Секреты нашей семьи.

 

            Воспоминания эти мы начали писать в новом XXI веке. Почему так поздно? В нашем семейном кругу вышеописанные события 30-х годов XX столетия сохранились под величайшим секретом, где бы ни находились, потому что мы их считали "очень политическими". Неважно, по какой причине мы были репрессированы, факт есть факт. Все мы считались и были ущемлены в правах, несмотря на то, что я, мой брат Рифат и сестра Айслу были в то время ещё детьми.

Отпечаток, наложенный на нашу жизнь событиями 1932 года, сопровождал нашу семью всю жизнь. Нас  все считали  «бывшими».

Где бы мы ни находились, в колхозе, на учебных курсах, в армии, всегда мы (мать, я, Рифат, Айслу) честно, добросовестно трудились, учились, служили и  не давали подозревать  окружающим, что мы «Бывшие».

            Мы не отставали от окружающих и по политическому образованию, старались идти «в ногу» со всеми, были комсомольцами, вступали в партию (кроме Айслу). Все мы поддерживали социалистический строй в стране, несмотря на кое-какие ненавязчивые внушения дедушки о жизни до коллективизации.

Я вступил в партию ещё до того как стал думать о поступлении в академию. Однако пришлось очень четко выстроить свою биографию в отношении отца. После того как он отмежевался от нас, наша биография стала безукоризненной, и никто не мог подумать, прочитав её, что мы были «Бывшими», так как по возрасту, мы не могли быть таковыми.

Поэтому при вступлении в партию и в академию мне не задавали вопрос: «Были ли мы репрессированы?»

В чем дело, почему пришлось отмежеваться от отца? Потому что, при любом новом продвижении, в том числе и при поступлении в партию и в академию, была бы проведена тщательная проверка биографии и деятельность отца. А он, как уже было сказано, самый есть настоящий репрессированный ещё в 1932 году.

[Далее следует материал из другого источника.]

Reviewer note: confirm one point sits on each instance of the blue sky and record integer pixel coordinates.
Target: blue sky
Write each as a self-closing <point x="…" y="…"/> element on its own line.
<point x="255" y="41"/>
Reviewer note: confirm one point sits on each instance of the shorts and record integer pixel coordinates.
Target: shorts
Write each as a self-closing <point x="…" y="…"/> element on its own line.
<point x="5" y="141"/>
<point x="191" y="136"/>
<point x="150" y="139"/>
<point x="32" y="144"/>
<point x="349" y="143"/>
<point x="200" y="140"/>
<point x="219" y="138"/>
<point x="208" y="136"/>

Этого было бы достаточно, чтобы закрыть перед нами все «двери» к учебе и продвижениям. Во всех наших биографиях было записано, что отец покинул семью весной 1939 года, с нами не живет и местонахождение его мы не знаем. Это на самом деле было так, о чем будет точно написано позже.

Правда, на первом курсе академии возникла ещё одна «головная боль». Вначале 1952 года Айслу приезжает в Москву и пытается устроиться на работу в ЦАГИ (Центральный аэро-гидродиначеский институт) в городе Жуковском. Вдруг она мне заявляет, что её туда не приняли по линии мандатной комиссии, потому что в автобиографии имелась запись, что «отец находился в плену с 1942 года». Мне  «ударило в голову». Меня  могли исключить из академии, а Рифата – из авиаморского училища в г. Молотове (Пермь). Поэтому, мне быстро пришлось всем троим откорректировать автобиографии так, чтобы у всех они были  одинаковы без событий 1932 года и без плена.

Тем более что отец нас покинул весной 1939 года, когда мне было 12, Рифату – 10, Айслу всего около 8 лет.